A collage of images of Omavi with a map of Arkansas

Omavi Shukur went into law because he felt it was “the most effective route to go on that [would] allow me to help change people’s material reality for the better.” Above, Shukur stands with client Joseph Sauls Jr. and his daughter in rural Arkansas after a criminal jury trial victory in 2017.

Photos courtesy of Rachel Smith, Tony Walker, and from iStock.

Nation & World

Undoing injustice

5 min read

“People have to know about the injustices that are occurring in their name.”

Omavi Shukur, J.D. ’12 left Little Rock, Ark., in 2005, for New York City and Columbia University seeking an answer to a question: Why do people in many Black communities like his have to fight “to the point of exhaustion” simply to get a fair shot at life?

“Kids that were just as bright as me had to face obstacles that I didn’t have to face, and it was not of their own making. And … I loved my peers,” says Shukur.

During his undergraduate years, Shukur began to form an explanation: The fact that certain communities experienced disproportionate economic inequality, lack of opportunity, incarceration, and unhealthy living environments wasn’t due to random instances of misfortune or cracks in the system — it was by design. A feature, not a bug. And so a question became a mission.

“Nuts and bolts policies help structure our reality and communities such as Little Rock, and [other] marginalized communities,” he says, referring to statutes like zoning laws used to exclude and segregate Black communities. “Coming up you’d [think] that’s just the way it is. That’s just happenstance,” he says. “[L]earning about how policy informed our reality, I got a new appreciation for [how] the toxic environment in which we came up in was actually manufactured. … Within a half mile radius of my high school, to this day, are drive-through liquor stores and tobacco shops, and fast food restaurants.”

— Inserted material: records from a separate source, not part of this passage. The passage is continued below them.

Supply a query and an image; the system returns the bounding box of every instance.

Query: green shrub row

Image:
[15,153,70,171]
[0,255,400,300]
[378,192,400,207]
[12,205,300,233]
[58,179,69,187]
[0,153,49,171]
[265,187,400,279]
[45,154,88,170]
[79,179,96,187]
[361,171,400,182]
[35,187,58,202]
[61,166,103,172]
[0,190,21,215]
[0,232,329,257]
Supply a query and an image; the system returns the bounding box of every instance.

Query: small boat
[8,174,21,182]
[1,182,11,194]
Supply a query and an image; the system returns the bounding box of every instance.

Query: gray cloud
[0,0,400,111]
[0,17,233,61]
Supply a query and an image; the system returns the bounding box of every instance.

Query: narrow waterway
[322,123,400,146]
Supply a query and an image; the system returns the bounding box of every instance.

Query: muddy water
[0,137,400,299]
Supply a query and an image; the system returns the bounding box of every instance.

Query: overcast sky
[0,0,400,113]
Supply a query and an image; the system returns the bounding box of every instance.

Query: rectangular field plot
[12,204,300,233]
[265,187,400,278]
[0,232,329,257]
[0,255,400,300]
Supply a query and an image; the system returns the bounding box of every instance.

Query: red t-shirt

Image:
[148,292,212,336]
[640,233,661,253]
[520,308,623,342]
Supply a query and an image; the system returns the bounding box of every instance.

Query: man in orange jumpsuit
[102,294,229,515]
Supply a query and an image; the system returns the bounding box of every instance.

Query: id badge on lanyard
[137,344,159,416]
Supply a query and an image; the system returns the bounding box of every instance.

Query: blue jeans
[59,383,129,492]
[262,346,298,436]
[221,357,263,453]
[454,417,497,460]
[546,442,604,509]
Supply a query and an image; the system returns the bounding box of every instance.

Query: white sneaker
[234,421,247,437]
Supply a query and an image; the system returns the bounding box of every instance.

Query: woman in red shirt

After college, Shukur decided that the best way he could help bring about broader, systemic changes was to become a lawyer. During his first year at Harvard Law School, Shukur saw social justice activist and law professor Bryan Stevenson speak, which inspired him to spend a summer working at Equal Justice Initiative, the nonprofit Stevenson founded in Alabama. After graduation, Shukur moved to New Orleans to work in the public defender’s office before deciding in 2015 it was time to head home.

“I … felt that I had a debt that I owed to the community, and Little Rock, that had invested in me,” Shukur says, referring to literacy and arts magnet programs he attended in public schools (which were under an active desegregation order at the time). “I wanted to give them a return on their investment.”

Back in Arkansas, Shukur founded Seeds of Liberation, an education and advocacy organization focused on supporting and empowering formerly incarcerated people and those impacted by incarceration.

“At this time Arkansas was the fastest growing prison state in the nation,” Shukur says.

Omavi talking to a crowd of people

“My pie in the sky would be to have a new means of addressing behavior that has been labeled criminal that is primarily … informed by people directly impacted by incarceration, but also primarily administered or instructed by behavioral health specialists.” Shukur at a Little Rock rally against police violence in June 2020.

Photo courtesy of Holly Dickinson

In addition to providing resources to formerly incarcerated people, Shukur dedicated himself to talking to anyone who would listen — institutions, elected officials — about the incarceration crisis. He also published a paper in the Arkansas Journal of Social Change and Public Service about the topic. Often when giving speeches, Shukur says that he “was shocked by just the complete silence. … People have to know about the injustices that are occurring in their name.”

Shukur also helped establish a support group for those affected by incarceration. At one point, Shukur asked the group what types of policy changes they hoped for. “Much to my surprise, they didn’t mention more robust Fourth Amendment protections [against unreasonable searches or seizures] or housing subsidies or anything like that. They just said, … ‘We want to eat.’” In many states, including Arkansas at the time, people with felony drug convictions were not eligible for food stamps, job training, or temporary financial assistance for families. “It’s like a recipe for disaster,” Shukur says.

In response to this, then-state Representative John Walker, working with Shukur and other community leaders, introduced legislation to bring an end to the ban on food stamps and welfare benefits for people with felony drug convictions. “This is 2017. So this is Trump’s America, in Arkansas, and not a single legislator voted against the bill. It sailed through and passed … it was just amazing,” recalls Shukur of what he describes as the high point of Seeds of Liberation.

Now a staff attorney for the NAACP Legal Defense and Education Fund, Shukur lives in New York, but he’s still litigating cases in Arkansas, including a lawsuit over the recent police killing of a Black man named Bradley Blackshire.

“It’s becoming, with every day, clear that we don’t have the luxury of being able to ignore the structural deficiencies that result in all the tumult that we see in our society,” Shukur says. “The various inequities that exist, they’re not sustainable. …The question for me is not a matter of if, it’s a matter of when and how … I can be of service.”

This story is part of the To Serve Better series, exploring connections between Harvard and neighborhoods across the United States.